ISI

Canal synthétique de la IIème Internationale Situationniste Immédiatiste.

mercredi 25 janvier 2012

La recherche de la liberté - se tenir dans la vérité .

(Easy Rider)


Ce qu'est la liberté est pour la pensée un mystère et pour la vie une évidence vécue . Il en est de même pour le regard de l'Aimée - comme si nous nous étions élevés jusqu’à Celui qui nous a conçus .

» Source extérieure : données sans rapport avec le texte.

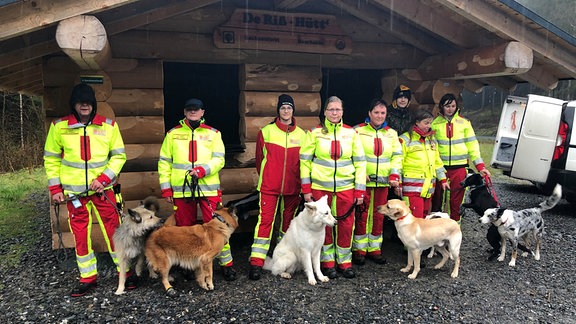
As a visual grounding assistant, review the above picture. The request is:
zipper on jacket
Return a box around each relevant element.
[83,126,89,192]
[280,126,289,195]
[332,124,337,193]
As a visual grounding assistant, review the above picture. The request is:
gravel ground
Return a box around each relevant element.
[1,180,575,323]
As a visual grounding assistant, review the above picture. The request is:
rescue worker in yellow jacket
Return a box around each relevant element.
[431,93,490,222]
[44,83,128,297]
[398,109,449,218]
[158,98,236,281]
[300,96,366,279]
[352,99,402,266]
[248,94,307,280]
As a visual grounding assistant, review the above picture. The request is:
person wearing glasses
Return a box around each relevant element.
[158,98,236,281]
[351,99,402,266]
[248,94,307,280]
[431,93,490,223]
[300,96,366,279]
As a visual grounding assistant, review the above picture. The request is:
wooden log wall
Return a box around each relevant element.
[381,70,464,117]
[232,63,321,201]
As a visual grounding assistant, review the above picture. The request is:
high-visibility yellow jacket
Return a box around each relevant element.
[300,118,366,198]
[399,129,446,198]
[158,118,225,198]
[44,114,126,195]
[354,121,403,188]
[431,111,486,171]
[256,117,306,196]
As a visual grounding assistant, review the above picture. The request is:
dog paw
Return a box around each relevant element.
[451,272,459,278]
[521,252,529,258]
[280,272,292,279]
[207,284,214,291]
[408,272,418,279]
[400,267,411,273]
[165,287,177,297]
[308,279,317,286]
[433,264,443,270]
[497,256,505,262]
[318,275,329,283]
[508,261,516,267]
[114,289,125,295]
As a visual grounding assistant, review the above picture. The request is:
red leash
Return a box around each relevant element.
[483,174,500,207]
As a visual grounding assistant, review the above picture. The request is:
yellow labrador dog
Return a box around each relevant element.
[378,199,461,279]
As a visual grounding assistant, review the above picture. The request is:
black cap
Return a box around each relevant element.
[69,83,97,121]
[277,94,295,114]
[393,85,411,101]
[184,98,204,110]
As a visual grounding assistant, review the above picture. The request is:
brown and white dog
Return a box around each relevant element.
[378,199,462,279]
[145,204,238,296]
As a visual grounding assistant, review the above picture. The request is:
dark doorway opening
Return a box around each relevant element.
[321,69,383,126]
[163,63,240,147]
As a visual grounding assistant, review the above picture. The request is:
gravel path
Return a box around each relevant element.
[1,180,575,323]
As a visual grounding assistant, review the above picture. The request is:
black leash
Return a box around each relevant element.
[334,200,366,221]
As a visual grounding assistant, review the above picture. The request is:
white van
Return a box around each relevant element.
[491,94,576,204]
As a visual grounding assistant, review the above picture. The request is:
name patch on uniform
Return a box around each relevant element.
[197,135,211,141]
[289,138,301,145]
[93,129,106,136]
[60,129,79,135]
[173,134,189,140]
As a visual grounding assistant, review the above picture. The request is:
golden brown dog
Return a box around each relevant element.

Un mystère pour la pensée, encore aujourd'hui, parce qu'il est de la nature de la pensée cohérente d'être linéaire et continue, d'avoir une logique, c'est à dire une causalité interne en acte qui en fait une partie d'une sphère . La ligne de la phrase est la manifestation temporelle d'une cohésion idéale éternelle . Si même il était possible en théorie une pensée d'évolution libre, cette pensée serait incohérente, à la limite inintelligible, un cadavre exquis . Elle ne serait pas, d'ailleurs, nécessairement puissante, mais reflet de l'incohérence insaisissable de l'éphémère, et pourrait être vacuité et image de la vacuité . La pensée, dans la forme du Verbe, est le logos commun vu déjà par Héraclite – elle n'est pas le lieu de l'individuation humaine, mais de la communauté et de l'union construite par la communication même . Cette fonction de média de communication généralisé de la langue est évidente, mais pourtant contraire à certaines idéologies modernes .

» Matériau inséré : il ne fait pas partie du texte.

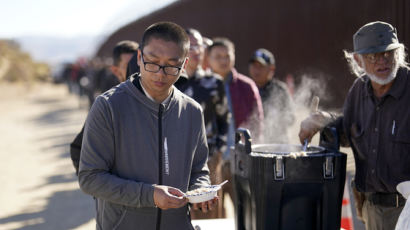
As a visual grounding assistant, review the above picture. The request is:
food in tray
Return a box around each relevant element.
[185,186,217,203]
[186,187,213,196]
[185,180,228,203]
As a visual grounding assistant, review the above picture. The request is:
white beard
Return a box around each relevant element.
[366,62,399,85]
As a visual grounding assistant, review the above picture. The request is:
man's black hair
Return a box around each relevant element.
[112,40,139,66]
[207,37,235,53]
[140,21,190,57]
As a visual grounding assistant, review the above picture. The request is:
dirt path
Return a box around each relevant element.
[0,82,95,230]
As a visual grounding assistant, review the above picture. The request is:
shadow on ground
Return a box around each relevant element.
[0,189,94,230]
[26,172,78,191]
[29,107,81,127]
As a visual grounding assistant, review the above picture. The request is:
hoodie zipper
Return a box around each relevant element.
[156,104,164,230]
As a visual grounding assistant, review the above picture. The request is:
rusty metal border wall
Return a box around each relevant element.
[96,0,410,108]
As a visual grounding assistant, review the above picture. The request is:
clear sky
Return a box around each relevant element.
[0,0,177,38]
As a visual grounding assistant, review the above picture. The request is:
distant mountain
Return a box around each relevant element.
[16,35,108,66]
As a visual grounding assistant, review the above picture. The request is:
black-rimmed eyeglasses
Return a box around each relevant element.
[140,52,185,76]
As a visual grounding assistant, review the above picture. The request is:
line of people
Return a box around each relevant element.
[58,41,138,109]
[71,20,410,230]
[70,22,296,226]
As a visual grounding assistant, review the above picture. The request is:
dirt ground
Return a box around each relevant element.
[0,82,95,230]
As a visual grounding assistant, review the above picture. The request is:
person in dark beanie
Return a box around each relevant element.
[79,21,216,230]
[299,21,410,230]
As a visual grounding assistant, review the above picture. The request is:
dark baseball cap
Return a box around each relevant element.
[249,48,275,65]
[353,21,401,54]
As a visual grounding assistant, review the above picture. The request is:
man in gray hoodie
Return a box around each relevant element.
[79,21,216,230]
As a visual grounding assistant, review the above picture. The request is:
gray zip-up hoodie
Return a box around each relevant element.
[79,78,210,230]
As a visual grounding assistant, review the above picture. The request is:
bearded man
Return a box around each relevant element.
[298,21,410,230]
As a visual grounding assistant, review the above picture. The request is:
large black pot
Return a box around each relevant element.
[232,128,347,230]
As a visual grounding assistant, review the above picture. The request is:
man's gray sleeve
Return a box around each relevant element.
[78,96,155,207]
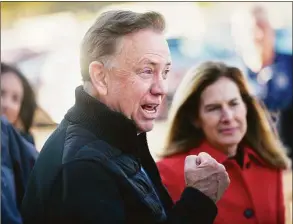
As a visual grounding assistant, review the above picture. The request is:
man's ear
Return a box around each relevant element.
[89,61,108,96]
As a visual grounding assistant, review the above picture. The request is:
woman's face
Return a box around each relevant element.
[197,77,247,153]
[1,72,24,125]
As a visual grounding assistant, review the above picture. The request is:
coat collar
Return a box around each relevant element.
[189,141,228,164]
[65,86,148,157]
[190,141,267,167]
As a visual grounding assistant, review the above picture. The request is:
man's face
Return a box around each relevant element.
[235,15,274,64]
[105,29,171,133]
[252,18,274,59]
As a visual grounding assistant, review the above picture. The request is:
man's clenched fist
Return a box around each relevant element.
[184,152,230,203]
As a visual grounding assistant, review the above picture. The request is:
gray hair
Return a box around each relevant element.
[80,10,166,81]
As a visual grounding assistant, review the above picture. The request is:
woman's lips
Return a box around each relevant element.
[219,127,238,134]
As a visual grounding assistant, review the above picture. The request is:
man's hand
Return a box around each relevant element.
[184,152,230,203]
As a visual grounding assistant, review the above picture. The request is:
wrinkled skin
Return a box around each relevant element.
[184,152,230,203]
[90,29,171,133]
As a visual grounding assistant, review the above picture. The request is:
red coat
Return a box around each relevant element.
[157,142,285,224]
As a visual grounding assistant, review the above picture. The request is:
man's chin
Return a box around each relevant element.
[136,121,154,133]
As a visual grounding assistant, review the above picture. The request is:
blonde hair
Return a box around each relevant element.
[161,61,290,169]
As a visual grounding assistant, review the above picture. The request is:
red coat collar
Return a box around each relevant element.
[189,141,267,167]
[189,141,228,164]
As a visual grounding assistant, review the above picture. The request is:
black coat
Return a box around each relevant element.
[21,86,217,224]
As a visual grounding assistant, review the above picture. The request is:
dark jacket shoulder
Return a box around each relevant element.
[21,86,217,224]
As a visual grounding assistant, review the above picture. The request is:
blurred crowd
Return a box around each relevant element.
[1,2,292,224]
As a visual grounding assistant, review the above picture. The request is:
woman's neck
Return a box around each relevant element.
[207,141,238,157]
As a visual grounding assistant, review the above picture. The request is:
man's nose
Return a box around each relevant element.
[150,76,168,96]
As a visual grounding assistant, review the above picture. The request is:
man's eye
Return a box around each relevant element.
[138,68,154,79]
[162,70,170,79]
[143,68,153,74]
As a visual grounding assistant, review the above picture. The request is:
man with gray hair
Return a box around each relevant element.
[21,10,230,224]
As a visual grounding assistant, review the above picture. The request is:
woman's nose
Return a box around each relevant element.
[221,107,234,122]
[1,97,12,112]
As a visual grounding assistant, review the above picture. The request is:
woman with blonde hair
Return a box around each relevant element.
[157,61,291,224]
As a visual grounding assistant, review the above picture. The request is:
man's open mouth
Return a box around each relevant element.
[141,104,159,114]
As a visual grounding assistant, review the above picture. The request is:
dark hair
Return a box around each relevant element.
[1,62,37,133]
[80,10,166,81]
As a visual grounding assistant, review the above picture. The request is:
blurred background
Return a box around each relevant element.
[1,2,292,222]
[1,1,292,152]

Ce point mérite d'être approfondi . Il est évident qu'une pensée de la nature de la langue comme lieu de formulation indéfinie de systèmes du monde différents et individuels – une utopie moderne disons deleuzienne - présenterait deux écueils au moins : tout d'abord, elle rendrait si elle était sincère dans sa finalité la communication extrêmement difficile, voire impensable, par manque de réduction de l'incertitude par l'implicite partagé de tout acte de communication ; mais surtout elle est, dans sa pratique effective en acte, l'oubli ou le voilement volontaire de son caractère matriciel, à savoir que comme matrice unique de production de sous-systèmes communicants, elle ne serait rien d'autre qu'une figure de l'ancienne métaphysique cachant la forêt derrière les arbres – ou la nouvelle Église universelle de la différence .

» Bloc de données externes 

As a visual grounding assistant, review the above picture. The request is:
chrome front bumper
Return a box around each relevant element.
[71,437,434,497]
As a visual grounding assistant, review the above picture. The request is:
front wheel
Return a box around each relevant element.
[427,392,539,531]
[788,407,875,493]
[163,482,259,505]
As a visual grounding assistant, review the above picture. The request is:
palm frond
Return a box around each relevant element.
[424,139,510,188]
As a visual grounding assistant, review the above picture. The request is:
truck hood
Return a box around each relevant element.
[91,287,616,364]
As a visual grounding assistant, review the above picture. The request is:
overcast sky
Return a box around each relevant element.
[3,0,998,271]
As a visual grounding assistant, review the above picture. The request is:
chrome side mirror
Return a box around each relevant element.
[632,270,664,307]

Les pensées qui peuvent être nommées comme deleuziennes par idéal-type plus que par lecture effective sont des sphères organisant un voilement de la vérité – les formulations d'une idéologie, et non d'une pensée . Elles évoquent la diversité dans une unité matricielle effective, selon une double contrainte typique . Cette double contrainte est évidente dans mille plateaux, quand il s'agit d'établir un mode de classification qui n'ait pas les contraintes unificatrices et hiérarchisantes des classifications par arborescences, tout en classant ce mode de classification, le rhizome, au sommet hiérarchique des modes de classification – c'est à dire quand la finalité explicite du travail sur les classifications hiérarchiques est nié par la pratique effective de la classification des classifications qui s'effectue dans le discours . Dire : le rhizome est le seul mode de classification non-fasciste est en effet dire le rhizome est le meilleur mode de classification, non ?

L'idéologie du « surgissement de la différence » a donc deux faces : un explicite hétérophile, et un implicite de normalisation et de neutralisation de la différence qui fonde une unité matricielle, la matrice de toutes les différences légitimes . Unité matricielle au nom du Bien – le vivre ensemble, le respect des différences - qui ne cesse de se nier comme unité moralisatrice, et donc unification, domination d'un logos idéologique qui désigne toute négation comme fasciste – Cette pensée du « surgissement de la différence » ne respecte-t-elle pas par principe toutes les différences ? Comment pourrait-on sans mauvaise folie typique des hérétiques lui prêter les caractères d'une pensée autoritaire, sinon totalitaire ?

Et pourtant ! Cette pensée matricielle du rhizome est le miroir de la société totalitaire matriarcale que met en place le Système au nom de la Diversité hypostasiée . Matriarcale, selon les termes par exemple de Virginie Despentes dans King Kong Théorie, non selon une réalité historique ou sexuelle . La domination « patriarcale » est basée ouvertement sur la violence et sur une loi explicite externalisée, transcendante, le despotisme éclairé ou non . Le troisième totalitarisme présente lui des formes « matriarcales ».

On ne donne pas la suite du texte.